Expertin: Impfpflicht nur „letztes Mittel“

Einem Impfzwang oder Nachteilen für Menschen, die nicht geimpft sind, steht Politikwissenschafterin und Mitglied der Bioethikkommission, Barbara Prainsack, skeptisch gegenüber. Das könne nur „das letzte Mittel“ sein, sagte sie gegenüber „Wien heute“.

„Also ich glaube, das könnte nur in einer Situation, wo es nicht anders geht, die Ultima-Ratio sein. Also, das letzte Mittel. Eine allgemeine Impfpflicht hätte auch das Problem, dass sie wahrscheinlich nicht effektiv ist, wenn man mit einer allgemeinen Impfpflicht die wirklichen Impfgegner eh nicht dazu bringt und die Leute, die noch skeptisch sind, eher dagegen aufbringt, als zum Impfen bringt“, sagte Prainsack.

Kein einmaliges Anreizsystem, ohne an Folgen zu denken

Anreize zum Impfen können „eine gute Lösung sein, wenn alles andere ausgeschöpft ist“. Allerdings steht Prainsack auch dieser Methode kritisch gegenüber. Man müsse zuerst einmal versuchen, alle Barrieren, die es noch gibt zu reduzieren. Dazu zählen etwa, dass man sich anmelden muss oder dass man vielleicht dann nicht zum Termin gehen kann, weil man keine Kinderbetreuung hat.

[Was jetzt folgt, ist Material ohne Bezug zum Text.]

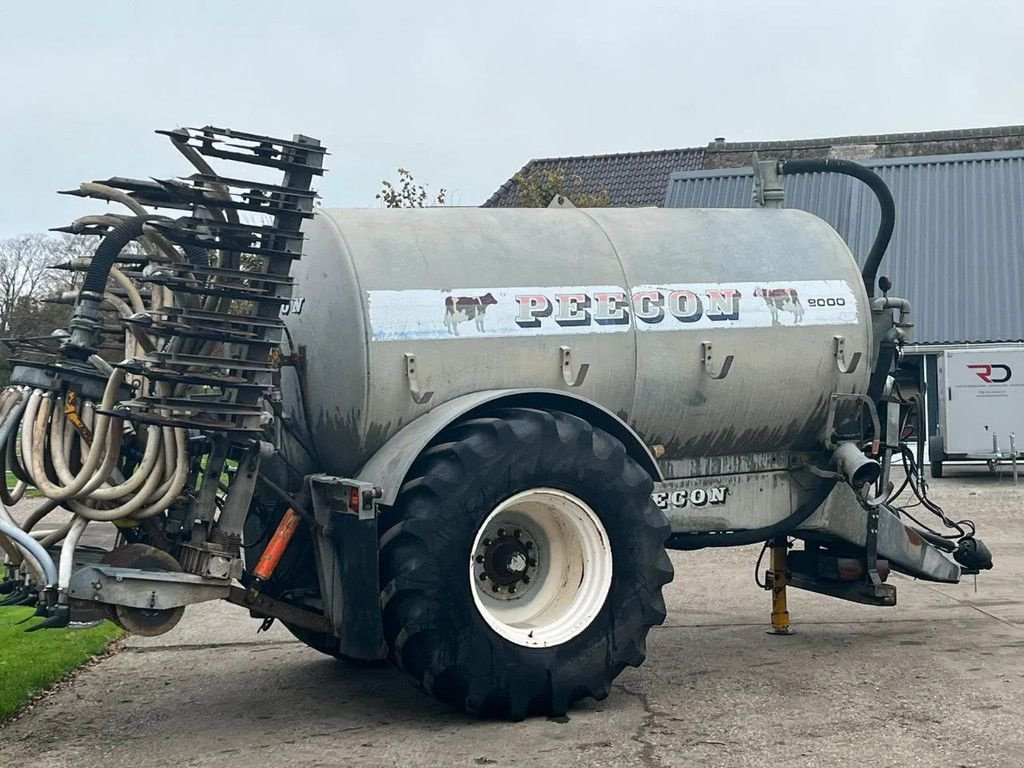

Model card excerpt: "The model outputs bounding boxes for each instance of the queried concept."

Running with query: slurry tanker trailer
[0,127,991,719]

Talk: Wer ist eher impfbereit?

Die Leiterin des Instituts für Politikwissenschaften und Mitglied der Bioethik-Kommisson, Barbara Prainsack, erläutert, wer sich impfen lässt und wer eher impfskeptisch ist.

„Allerdings wenn man Anreize einführt, sendet man schon auch das Signal, vielleicht ist mit dieser Impfung was nicht in Ordnung, sonst bräuchte es ja keine Anreize zu geben, sonst bräuchte man die Menschen ja nicht zu belohnen“, sagte Prainsack.

Und es stelle sich auch die Frage, wie man mit allfälligen Auffrischungsimpfungen umgeht. „Würden sich die Leute bei der nächsten Impfung impfen lassen oder würden sie sagen, ich warte jetzt einfach wieder, bis der Anreiz kommt?“, fragte die Politikwissenschafterin. Man könne das nicht einfach nur einmal machen, ohne an die späteren Folgen dieser Anreizsysteme zu denken.

Bildung und Impfwilligkeit korrelieren

Prainsack hat mit ihren Kolleginnen und Kollegen an der Universität Wien zahlreiche Stadien zum CoV gemacht. Im Durchschnitt seien Menschen, „die älter sind, also 65 und älter, zur Impfung bereit. Das sind Menschen, die eher einen höheren Bildungsabschluss haben. Insbesondere Menschen mit Hochschulabschluss“.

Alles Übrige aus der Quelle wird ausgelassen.